Выбрать главу

Tutte le finestre della sala di pronto intervento erano aperte. Dalle scrivanie e dagli schedari volavano pezzi di carta.

Thorne sorseggiò il tè, ascoltando il fruscio dei fogli e i grugniti di quelli che dovevano chinarsi a raccoglierli, e pensò a quanto era diverso da quella donna. Lui si portava il lavoro dappertutto, non solo a casa. Tanto si trattava di una casa vuota. Aveva divorziato dalla moglie Jan cinque anni prima, dopo che lei aveva preso una sbandata per un professore di scrittura creativa. Da allora Thorne aveva avuto un paio di avventure, ma nulla di serio.

Yvonne Kitson infilò il bicchiere di plastica bollente in un altro bicchiere vuoto e soffiò sul tè. «A proposito, è una mia impressione, o davvero nel caso Remfry non abbiamo fatto passi avanti?»

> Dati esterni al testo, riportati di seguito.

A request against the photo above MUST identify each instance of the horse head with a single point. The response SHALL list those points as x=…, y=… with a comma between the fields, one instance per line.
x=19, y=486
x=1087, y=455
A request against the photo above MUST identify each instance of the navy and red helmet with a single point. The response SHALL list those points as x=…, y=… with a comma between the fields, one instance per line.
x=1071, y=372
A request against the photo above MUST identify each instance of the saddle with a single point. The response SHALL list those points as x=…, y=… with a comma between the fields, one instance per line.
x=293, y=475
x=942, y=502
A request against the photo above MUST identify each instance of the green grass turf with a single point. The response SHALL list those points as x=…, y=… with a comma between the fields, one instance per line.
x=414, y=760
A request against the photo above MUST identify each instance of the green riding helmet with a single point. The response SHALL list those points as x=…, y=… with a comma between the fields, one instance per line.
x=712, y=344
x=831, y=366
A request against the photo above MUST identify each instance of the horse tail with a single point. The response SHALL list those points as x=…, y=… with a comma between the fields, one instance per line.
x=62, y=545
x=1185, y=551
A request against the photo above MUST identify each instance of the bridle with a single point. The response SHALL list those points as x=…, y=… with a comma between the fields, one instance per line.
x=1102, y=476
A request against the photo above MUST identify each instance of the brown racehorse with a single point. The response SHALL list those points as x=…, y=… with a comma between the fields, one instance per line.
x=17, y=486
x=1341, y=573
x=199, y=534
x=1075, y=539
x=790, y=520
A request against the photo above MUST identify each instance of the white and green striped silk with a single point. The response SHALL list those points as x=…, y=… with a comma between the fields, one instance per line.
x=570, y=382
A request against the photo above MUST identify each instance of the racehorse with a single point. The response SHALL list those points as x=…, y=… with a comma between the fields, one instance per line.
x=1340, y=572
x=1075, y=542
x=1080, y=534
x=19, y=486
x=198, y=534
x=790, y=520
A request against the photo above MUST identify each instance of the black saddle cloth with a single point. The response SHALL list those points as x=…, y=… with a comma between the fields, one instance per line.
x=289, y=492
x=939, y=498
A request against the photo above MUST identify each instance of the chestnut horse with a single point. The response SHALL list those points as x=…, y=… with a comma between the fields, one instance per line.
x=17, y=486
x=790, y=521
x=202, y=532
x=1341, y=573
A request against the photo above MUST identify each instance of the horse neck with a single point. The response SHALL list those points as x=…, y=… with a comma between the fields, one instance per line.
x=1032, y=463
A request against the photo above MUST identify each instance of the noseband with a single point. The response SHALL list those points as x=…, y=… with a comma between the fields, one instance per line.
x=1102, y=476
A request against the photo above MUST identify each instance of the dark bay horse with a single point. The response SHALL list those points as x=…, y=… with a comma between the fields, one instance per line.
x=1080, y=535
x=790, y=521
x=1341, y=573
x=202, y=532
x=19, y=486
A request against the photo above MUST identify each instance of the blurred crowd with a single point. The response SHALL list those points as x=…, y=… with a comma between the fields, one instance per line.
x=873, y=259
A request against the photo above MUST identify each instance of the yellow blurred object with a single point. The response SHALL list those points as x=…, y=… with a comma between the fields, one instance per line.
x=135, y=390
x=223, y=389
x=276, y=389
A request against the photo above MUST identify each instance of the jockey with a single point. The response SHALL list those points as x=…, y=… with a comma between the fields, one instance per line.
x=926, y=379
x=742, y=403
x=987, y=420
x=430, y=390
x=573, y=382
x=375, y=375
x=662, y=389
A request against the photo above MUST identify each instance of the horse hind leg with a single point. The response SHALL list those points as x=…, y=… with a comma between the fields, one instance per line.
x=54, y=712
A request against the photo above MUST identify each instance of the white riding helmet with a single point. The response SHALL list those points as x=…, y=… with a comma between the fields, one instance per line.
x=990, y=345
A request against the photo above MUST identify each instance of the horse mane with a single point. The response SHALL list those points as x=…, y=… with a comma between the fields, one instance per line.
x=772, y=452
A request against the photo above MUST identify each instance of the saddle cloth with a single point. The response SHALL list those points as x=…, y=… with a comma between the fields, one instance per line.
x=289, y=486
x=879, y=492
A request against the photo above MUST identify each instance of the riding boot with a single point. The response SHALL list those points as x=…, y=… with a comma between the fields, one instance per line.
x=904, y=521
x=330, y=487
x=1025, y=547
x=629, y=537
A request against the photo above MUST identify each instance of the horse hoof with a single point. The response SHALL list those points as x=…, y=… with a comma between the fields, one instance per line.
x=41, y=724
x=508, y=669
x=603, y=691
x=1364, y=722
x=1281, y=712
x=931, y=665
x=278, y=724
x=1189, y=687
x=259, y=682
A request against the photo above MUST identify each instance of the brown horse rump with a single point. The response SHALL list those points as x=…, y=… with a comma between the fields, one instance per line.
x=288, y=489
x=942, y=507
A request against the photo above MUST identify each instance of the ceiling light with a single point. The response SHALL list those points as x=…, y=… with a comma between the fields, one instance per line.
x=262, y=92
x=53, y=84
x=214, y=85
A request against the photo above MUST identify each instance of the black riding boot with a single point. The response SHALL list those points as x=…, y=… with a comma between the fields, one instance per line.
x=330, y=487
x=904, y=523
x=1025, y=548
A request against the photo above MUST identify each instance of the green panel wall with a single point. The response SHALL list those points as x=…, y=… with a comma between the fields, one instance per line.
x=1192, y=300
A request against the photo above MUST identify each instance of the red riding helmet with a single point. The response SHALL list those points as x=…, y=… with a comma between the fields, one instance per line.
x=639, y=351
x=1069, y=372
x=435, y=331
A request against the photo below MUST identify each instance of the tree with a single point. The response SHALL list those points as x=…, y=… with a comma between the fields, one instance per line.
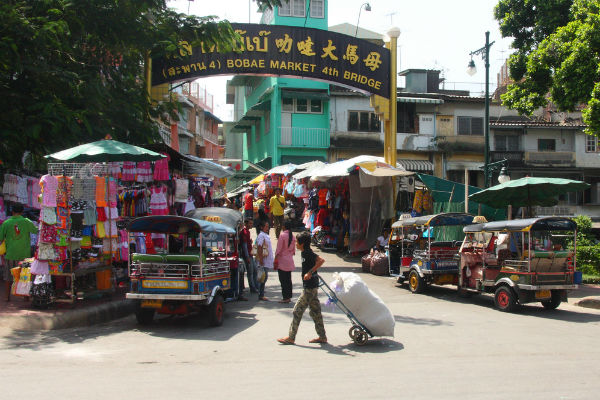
x=557, y=55
x=71, y=71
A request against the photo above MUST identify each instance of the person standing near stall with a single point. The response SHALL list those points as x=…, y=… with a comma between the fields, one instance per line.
x=15, y=231
x=264, y=257
x=284, y=261
x=246, y=242
x=277, y=205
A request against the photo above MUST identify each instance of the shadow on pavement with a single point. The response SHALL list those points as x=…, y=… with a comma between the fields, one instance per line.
x=39, y=340
x=374, y=345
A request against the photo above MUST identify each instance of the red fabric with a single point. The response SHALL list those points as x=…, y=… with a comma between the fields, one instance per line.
x=323, y=197
x=245, y=238
x=248, y=199
x=321, y=216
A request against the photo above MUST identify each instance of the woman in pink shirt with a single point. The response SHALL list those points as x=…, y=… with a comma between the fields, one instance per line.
x=284, y=260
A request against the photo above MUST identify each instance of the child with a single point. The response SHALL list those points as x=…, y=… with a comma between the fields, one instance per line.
x=309, y=297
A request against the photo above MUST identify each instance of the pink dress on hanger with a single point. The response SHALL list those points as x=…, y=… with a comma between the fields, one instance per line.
x=129, y=171
x=49, y=186
x=158, y=201
x=144, y=171
x=161, y=169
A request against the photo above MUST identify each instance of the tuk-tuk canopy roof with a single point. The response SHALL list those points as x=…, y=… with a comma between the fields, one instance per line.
x=525, y=225
x=175, y=224
x=221, y=215
x=443, y=219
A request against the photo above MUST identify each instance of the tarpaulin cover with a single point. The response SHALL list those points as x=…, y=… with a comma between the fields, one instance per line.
x=442, y=189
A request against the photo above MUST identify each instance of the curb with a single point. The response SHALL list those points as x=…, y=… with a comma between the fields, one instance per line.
x=71, y=319
x=589, y=302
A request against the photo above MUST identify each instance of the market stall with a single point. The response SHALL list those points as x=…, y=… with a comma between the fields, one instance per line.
x=78, y=235
x=354, y=197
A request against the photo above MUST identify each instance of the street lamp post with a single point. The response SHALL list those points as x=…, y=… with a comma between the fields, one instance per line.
x=367, y=7
x=484, y=52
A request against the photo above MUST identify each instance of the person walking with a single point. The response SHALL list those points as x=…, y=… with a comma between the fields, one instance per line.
x=264, y=257
x=284, y=261
x=277, y=205
x=309, y=297
x=15, y=231
x=246, y=243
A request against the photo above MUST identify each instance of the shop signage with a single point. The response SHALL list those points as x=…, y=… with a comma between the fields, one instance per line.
x=278, y=50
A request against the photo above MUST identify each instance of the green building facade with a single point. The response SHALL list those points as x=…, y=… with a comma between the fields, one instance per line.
x=284, y=119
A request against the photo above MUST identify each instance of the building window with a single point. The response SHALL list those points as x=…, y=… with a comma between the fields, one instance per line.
x=363, y=121
x=287, y=104
x=303, y=106
x=506, y=142
x=316, y=106
x=317, y=8
x=292, y=8
x=591, y=144
x=546, y=145
x=470, y=126
x=267, y=122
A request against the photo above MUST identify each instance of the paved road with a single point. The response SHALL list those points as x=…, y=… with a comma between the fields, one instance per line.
x=444, y=347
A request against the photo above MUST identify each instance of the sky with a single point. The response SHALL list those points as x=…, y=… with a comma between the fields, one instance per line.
x=435, y=34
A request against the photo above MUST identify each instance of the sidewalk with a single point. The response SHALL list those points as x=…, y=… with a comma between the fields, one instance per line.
x=19, y=314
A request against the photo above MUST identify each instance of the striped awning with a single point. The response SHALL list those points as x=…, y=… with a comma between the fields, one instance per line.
x=416, y=165
x=421, y=100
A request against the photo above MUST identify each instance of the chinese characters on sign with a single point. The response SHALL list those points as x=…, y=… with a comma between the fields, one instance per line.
x=288, y=51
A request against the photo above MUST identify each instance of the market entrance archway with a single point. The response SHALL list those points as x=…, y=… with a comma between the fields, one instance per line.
x=279, y=50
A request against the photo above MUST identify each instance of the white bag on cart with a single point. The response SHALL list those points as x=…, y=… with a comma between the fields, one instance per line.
x=366, y=306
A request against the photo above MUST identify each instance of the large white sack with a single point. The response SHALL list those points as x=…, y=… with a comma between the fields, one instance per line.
x=366, y=306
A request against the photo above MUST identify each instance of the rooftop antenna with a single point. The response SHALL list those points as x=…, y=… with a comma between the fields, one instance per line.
x=391, y=15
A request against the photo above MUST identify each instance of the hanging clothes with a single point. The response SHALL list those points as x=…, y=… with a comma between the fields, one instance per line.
x=49, y=185
x=129, y=171
x=144, y=171
x=158, y=201
x=161, y=168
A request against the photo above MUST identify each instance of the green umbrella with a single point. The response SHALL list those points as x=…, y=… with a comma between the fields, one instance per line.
x=527, y=192
x=104, y=151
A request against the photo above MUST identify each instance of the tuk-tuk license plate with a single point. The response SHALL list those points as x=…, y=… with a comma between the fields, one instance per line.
x=151, y=303
x=543, y=294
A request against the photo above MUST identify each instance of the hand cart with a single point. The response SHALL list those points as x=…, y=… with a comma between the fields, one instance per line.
x=358, y=332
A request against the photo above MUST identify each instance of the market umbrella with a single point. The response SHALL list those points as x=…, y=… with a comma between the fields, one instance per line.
x=379, y=168
x=527, y=192
x=105, y=151
x=257, y=180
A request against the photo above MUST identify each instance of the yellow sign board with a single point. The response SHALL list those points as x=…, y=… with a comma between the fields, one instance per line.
x=160, y=284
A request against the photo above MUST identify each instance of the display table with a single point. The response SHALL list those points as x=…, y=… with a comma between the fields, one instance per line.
x=79, y=282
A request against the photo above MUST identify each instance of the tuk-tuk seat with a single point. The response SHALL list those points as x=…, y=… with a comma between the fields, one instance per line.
x=147, y=258
x=183, y=258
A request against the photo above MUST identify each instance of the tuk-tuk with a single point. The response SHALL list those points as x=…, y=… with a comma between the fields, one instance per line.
x=232, y=219
x=520, y=261
x=434, y=259
x=193, y=278
x=401, y=244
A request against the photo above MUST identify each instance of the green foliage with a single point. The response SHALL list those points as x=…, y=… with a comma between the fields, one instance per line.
x=72, y=71
x=588, y=259
x=557, y=56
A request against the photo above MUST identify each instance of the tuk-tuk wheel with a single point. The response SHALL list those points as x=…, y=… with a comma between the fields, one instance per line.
x=505, y=299
x=353, y=331
x=416, y=284
x=554, y=301
x=145, y=316
x=216, y=311
x=361, y=338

Thorne vide Russell Brigstocke che, dal lato opposto della sala, gli faceva cenno di raggiungerlo nel suo ufficio. «No, non è una tua impressione…» rispose alla collega, mentre si avviava.

Quando Russell Brigstocke era davvero incazzato, aveva una faccia capace di far cagliare il latte. Quando invece cercava di apparire serio, c’era sempre qualcosa di melodrammatico nella sua espressione, un modo di atteggiare la testa e le labbra che strappava sempre un sorriso a Thorne.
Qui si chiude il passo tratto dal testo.